Oh, I do so love Miranda Hart. I dream of meeting her in person and just looking up and up and trying to talk to her across our height divide. Her series Miranda is delightful. Nothing earth-shattering, nothing that’s subverting any genre tropes, but just a nice comedy series about a very tall and hilarious woman, the handsome and immensely likable chef that she has a crush on (Tom Ellis), and a strong cast of friends, co-workers, and parents. Will Miranda and Gary ever successfully stop mucking about as merely friends and find their happily ever after? You’re just going to have to watch and find out.

7 Comments

  1. Well, looking back at Archie and Lexie was great. They actually were a strangely well-matched couple, despite being very different personalities. Lionel and Jean, wow. There is hope for the dragging his feet husband and the quick to take offense wife. Miranda is perfect on her own. Could she be on American TV do you think?

  2. Yeah, weren’t Archie and Lexie fun? I will also always feel warmly towards Monarch of the Glen because Archie’s first girlfriend, Justine, was also a brunette with–get this–short hair. Brunette girls with short hair as attractive feminine characters in their own right is rare on American TV (and has been at least since “Three’s Company,” when dark-haired Joyce DeWitt was never considered any kind of temptation to Jack Tripper).

    Miranda Hart is so great. Don’t know how she or her series would play here. I think we’re about as accepting toward tall girls (or anyone with a “different” body type, actually) in America as we are toward short-haired brunettes. Can you think of an American show that’s just a nice comedy showcasing a strong single woman and a fun ensemble cast? I can’t–but I hardly watch any TV any more!

  3. Ah, Justine. I had to think about that for a minute.

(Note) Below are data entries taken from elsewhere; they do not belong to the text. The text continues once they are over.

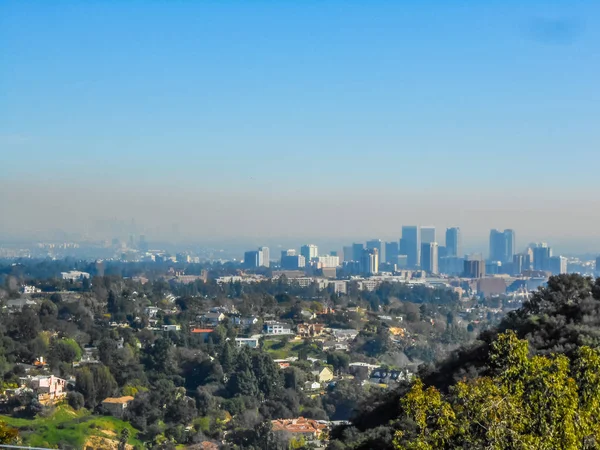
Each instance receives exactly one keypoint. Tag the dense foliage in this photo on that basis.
(530, 383)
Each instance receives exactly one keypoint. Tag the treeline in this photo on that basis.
(529, 383)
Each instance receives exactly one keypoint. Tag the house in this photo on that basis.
(18, 303)
(272, 327)
(116, 406)
(282, 363)
(309, 428)
(323, 375)
(310, 329)
(27, 289)
(312, 386)
(151, 312)
(203, 333)
(252, 342)
(47, 388)
(344, 335)
(244, 321)
(213, 319)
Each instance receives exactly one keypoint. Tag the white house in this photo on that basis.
(273, 327)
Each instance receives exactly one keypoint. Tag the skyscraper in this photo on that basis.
(309, 252)
(502, 245)
(357, 250)
(429, 257)
(557, 265)
(409, 245)
(251, 259)
(541, 257)
(348, 256)
(428, 235)
(376, 244)
(453, 242)
(265, 260)
(392, 250)
(369, 261)
(474, 268)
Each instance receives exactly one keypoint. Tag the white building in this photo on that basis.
(272, 327)
(328, 261)
(74, 275)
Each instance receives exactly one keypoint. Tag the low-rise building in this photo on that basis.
(116, 405)
(272, 327)
(323, 375)
(252, 342)
(309, 428)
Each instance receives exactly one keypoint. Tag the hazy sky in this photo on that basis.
(317, 119)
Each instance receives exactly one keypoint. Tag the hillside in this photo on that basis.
(66, 429)
(559, 320)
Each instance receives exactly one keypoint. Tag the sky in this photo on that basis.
(264, 120)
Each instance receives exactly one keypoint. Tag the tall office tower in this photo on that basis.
(392, 250)
(429, 257)
(557, 265)
(309, 252)
(474, 268)
(143, 244)
(292, 262)
(251, 259)
(541, 257)
(348, 253)
(266, 256)
(357, 250)
(409, 245)
(369, 261)
(427, 235)
(502, 245)
(520, 263)
(377, 244)
(453, 242)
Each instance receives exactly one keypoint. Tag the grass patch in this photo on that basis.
(68, 427)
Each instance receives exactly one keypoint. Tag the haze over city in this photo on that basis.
(208, 122)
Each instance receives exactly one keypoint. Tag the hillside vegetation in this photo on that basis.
(531, 383)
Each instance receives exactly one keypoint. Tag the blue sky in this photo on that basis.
(287, 98)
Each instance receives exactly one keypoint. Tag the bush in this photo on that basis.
(75, 400)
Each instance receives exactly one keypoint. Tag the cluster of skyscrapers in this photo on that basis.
(419, 249)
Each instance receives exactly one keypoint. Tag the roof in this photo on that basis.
(118, 400)
(299, 425)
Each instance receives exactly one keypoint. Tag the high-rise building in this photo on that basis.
(519, 263)
(328, 261)
(541, 257)
(428, 235)
(474, 268)
(429, 257)
(402, 262)
(292, 262)
(309, 252)
(392, 250)
(369, 262)
(453, 242)
(377, 244)
(251, 259)
(502, 245)
(357, 250)
(265, 260)
(348, 256)
(557, 265)
(409, 245)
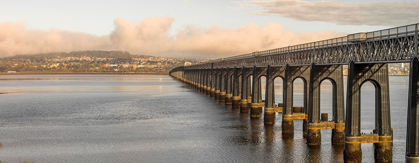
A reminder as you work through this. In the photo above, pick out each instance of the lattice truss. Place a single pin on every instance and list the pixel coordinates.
(390, 45)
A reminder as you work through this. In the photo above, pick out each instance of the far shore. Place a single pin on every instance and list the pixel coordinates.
(81, 73)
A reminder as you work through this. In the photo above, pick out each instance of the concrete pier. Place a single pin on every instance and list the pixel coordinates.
(383, 135)
(412, 136)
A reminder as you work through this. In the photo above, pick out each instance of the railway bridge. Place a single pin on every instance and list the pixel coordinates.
(237, 81)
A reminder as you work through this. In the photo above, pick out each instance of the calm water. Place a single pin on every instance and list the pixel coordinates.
(152, 118)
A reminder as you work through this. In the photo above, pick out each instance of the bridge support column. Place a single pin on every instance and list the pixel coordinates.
(287, 125)
(319, 73)
(229, 99)
(412, 138)
(271, 74)
(229, 86)
(314, 137)
(256, 107)
(217, 94)
(236, 88)
(222, 96)
(222, 85)
(292, 73)
(383, 143)
(244, 107)
(338, 134)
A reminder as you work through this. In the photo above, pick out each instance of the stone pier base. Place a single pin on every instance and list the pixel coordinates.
(287, 126)
(383, 151)
(338, 134)
(229, 99)
(217, 94)
(256, 111)
(212, 94)
(352, 151)
(244, 107)
(412, 159)
(314, 137)
(269, 116)
(222, 96)
(236, 102)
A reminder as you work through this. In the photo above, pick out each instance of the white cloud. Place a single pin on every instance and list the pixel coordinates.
(152, 36)
(377, 13)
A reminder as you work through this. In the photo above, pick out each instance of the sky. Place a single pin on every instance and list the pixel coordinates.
(196, 28)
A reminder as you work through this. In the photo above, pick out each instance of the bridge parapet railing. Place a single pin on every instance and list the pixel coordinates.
(402, 44)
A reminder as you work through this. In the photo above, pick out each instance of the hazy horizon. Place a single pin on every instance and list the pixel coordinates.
(196, 28)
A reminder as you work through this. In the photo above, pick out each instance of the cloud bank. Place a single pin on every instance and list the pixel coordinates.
(152, 36)
(379, 13)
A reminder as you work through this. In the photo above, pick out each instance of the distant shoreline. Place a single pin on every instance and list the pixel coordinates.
(101, 73)
(81, 73)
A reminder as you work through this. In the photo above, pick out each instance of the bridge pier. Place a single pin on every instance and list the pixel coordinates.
(271, 74)
(213, 80)
(229, 85)
(236, 88)
(222, 85)
(382, 136)
(218, 85)
(412, 136)
(246, 92)
(256, 107)
(318, 74)
(292, 73)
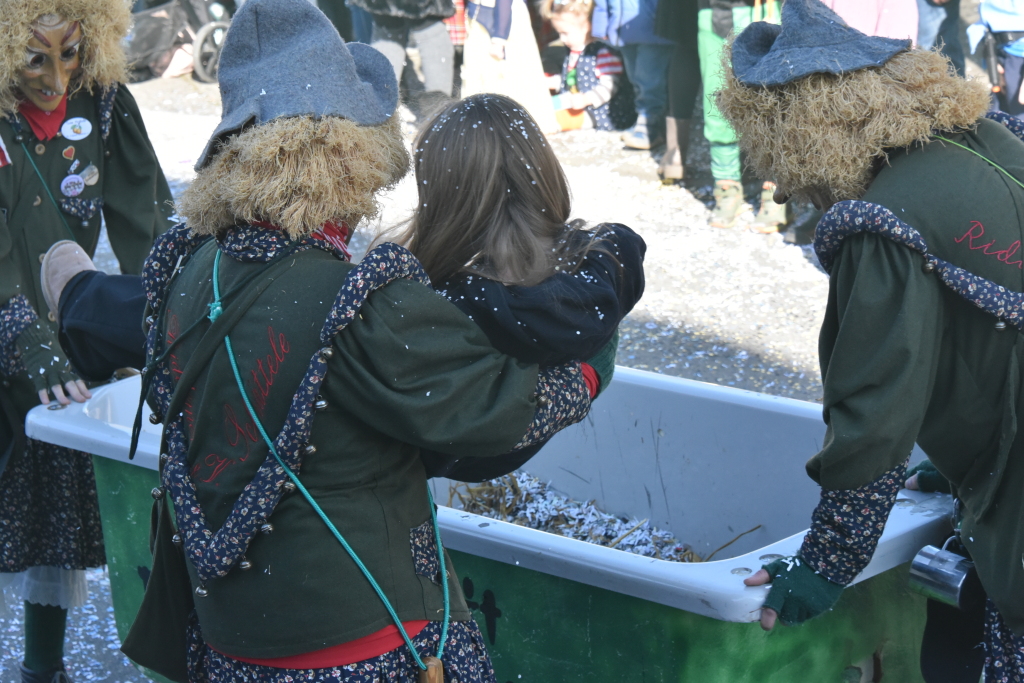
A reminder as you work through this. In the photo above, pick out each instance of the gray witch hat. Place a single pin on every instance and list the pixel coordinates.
(812, 39)
(285, 58)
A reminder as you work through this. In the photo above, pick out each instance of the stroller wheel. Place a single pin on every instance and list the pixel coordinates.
(206, 50)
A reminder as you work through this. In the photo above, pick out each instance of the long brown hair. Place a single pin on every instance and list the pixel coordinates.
(493, 198)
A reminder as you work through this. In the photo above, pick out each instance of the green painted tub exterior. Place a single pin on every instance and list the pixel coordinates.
(544, 628)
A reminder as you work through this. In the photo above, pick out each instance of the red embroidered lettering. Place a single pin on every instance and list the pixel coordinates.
(976, 231)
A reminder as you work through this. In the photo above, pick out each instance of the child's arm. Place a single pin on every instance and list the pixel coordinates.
(609, 68)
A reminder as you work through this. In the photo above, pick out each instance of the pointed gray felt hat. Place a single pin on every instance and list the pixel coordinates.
(812, 39)
(285, 58)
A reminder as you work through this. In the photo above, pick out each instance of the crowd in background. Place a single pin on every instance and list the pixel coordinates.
(639, 67)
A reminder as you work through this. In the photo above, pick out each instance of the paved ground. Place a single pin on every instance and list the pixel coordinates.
(723, 306)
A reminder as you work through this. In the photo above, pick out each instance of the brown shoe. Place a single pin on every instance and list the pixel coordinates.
(61, 262)
(729, 204)
(771, 217)
(671, 168)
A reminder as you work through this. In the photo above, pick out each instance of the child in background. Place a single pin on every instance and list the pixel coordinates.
(543, 290)
(501, 56)
(593, 90)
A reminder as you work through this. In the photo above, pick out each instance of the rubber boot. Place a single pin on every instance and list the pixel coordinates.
(729, 204)
(51, 676)
(677, 141)
(771, 217)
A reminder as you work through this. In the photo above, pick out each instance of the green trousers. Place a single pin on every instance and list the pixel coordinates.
(724, 151)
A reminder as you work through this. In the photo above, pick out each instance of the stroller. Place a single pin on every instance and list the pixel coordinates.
(162, 26)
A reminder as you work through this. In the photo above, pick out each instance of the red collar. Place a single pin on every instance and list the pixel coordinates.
(335, 235)
(45, 125)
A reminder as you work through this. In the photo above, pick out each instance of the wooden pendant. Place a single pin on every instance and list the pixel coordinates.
(434, 673)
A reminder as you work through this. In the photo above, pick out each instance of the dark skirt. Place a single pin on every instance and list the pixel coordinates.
(49, 515)
(466, 660)
(1004, 649)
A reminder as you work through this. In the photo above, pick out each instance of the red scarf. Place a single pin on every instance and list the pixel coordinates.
(45, 125)
(333, 233)
(336, 236)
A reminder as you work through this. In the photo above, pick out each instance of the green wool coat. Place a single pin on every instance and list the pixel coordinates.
(135, 202)
(904, 358)
(411, 371)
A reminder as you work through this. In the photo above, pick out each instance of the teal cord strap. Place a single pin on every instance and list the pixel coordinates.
(46, 187)
(214, 310)
(989, 161)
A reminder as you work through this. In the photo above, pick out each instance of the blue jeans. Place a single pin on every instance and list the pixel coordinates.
(647, 68)
(941, 23)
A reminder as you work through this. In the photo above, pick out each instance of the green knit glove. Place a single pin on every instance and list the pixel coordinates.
(43, 358)
(929, 479)
(603, 361)
(797, 592)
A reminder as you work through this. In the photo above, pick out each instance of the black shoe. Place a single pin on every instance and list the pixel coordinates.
(57, 675)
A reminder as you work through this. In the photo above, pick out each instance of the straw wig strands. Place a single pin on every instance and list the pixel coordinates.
(827, 133)
(104, 24)
(297, 173)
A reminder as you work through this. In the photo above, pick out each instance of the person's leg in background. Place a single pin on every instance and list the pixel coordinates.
(436, 59)
(389, 37)
(684, 83)
(44, 636)
(938, 24)
(725, 168)
(363, 25)
(647, 69)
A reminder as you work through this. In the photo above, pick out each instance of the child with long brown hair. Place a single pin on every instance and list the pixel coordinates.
(493, 230)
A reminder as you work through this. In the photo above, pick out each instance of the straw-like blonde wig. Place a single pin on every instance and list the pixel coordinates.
(104, 24)
(827, 133)
(297, 173)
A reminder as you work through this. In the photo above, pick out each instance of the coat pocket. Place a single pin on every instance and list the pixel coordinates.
(425, 563)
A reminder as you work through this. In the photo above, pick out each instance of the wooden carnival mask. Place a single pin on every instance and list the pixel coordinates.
(52, 57)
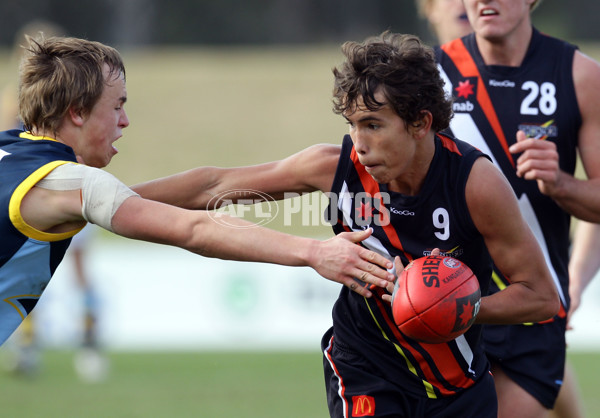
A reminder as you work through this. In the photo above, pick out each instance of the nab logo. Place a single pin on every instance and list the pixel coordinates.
(464, 91)
(363, 406)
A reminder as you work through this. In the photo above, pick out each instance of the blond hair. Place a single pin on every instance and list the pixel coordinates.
(60, 73)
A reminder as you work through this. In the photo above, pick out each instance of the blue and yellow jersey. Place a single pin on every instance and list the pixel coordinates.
(492, 102)
(28, 257)
(411, 227)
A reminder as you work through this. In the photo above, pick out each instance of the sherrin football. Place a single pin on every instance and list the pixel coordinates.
(435, 299)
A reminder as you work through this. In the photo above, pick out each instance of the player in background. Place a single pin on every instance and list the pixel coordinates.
(53, 185)
(503, 32)
(419, 191)
(448, 20)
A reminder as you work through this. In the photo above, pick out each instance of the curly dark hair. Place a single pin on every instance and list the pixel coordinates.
(403, 69)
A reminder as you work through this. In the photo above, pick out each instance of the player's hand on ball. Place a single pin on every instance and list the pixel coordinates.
(342, 261)
(399, 269)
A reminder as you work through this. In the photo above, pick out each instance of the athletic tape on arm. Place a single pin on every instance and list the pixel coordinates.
(101, 192)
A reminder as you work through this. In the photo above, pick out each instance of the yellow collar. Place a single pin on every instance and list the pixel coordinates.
(28, 135)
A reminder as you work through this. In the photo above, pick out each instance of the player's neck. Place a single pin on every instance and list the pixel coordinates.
(508, 51)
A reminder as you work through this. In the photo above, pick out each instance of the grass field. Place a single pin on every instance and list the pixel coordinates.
(203, 384)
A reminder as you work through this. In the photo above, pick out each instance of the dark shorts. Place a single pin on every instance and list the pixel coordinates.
(355, 390)
(531, 355)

Who was the blonde school teacher after her–not really a girlfriend, but an interest? Thinking of all three of those girlfriends, what was amazing is that they all seemed to be real, thinking, separate people, with faults but mostly grown up. Now that I remember it, I really liked how they handled not just the breakup of Archie and Justine, but how she related to his family. She seemed rather cold at first, but was actually a nice, real person when it came right down to it.
    No, nothing like that on American TV, so definitely no Miranda. Too tall, hair wrong color and too thin, no gun.

  4. Archie’s blonde love interest was Katrina Finlay, as played by Lorraine Pilkington. She was okay, but no Justine or Lexie, frankly.
    Justine (Anna Wilson-Jones) still turns up in a lot of things and I’m always glad to see her (she was recently in Victoria, and in several other series as well). Perhaps she will be the subject our next Underappreciated Actor post!

    Yeah, no guns. It’s so refreshing watching British TV.

  5. Well, I haven’t seen Miranda, but from your description (and your question asking for an American tv show with a funny single woman and a fun ensemble cast of co-workers, parent, and friends, along with her no-longer-secret crush), I immediately pictured one of my favorite shows, “Crazy Ex Girlfriend”, which also offers the additional quirkiness of hilarious musical numbers. I don’t think that Rachel Bloom is particularly tall, but, hey, you can’t have everything.

  6. Cardo,
    I haven’t seen all the episodes of Miranda (I’m finding it hard to track down the finale, for some reason, although I already know what happened), but I’m hopeful that I will soon!

    If I do ever make it back around to American TV, you can bet “Crazy Ex Girlfriend” will be at the top of my list. Is it hour-long episodes? I’ll confess part of the appeal of “Miranda” is its 30 minute comedy format. But for hilarious musical numbers I’ll watch a longer show! Thanks!

  7. “Crazy Ex Girlfriend” was ordered as a 30-minute show by Showtime, then for some reason they decided to move it to the CW network, which made it a one-hour show instead.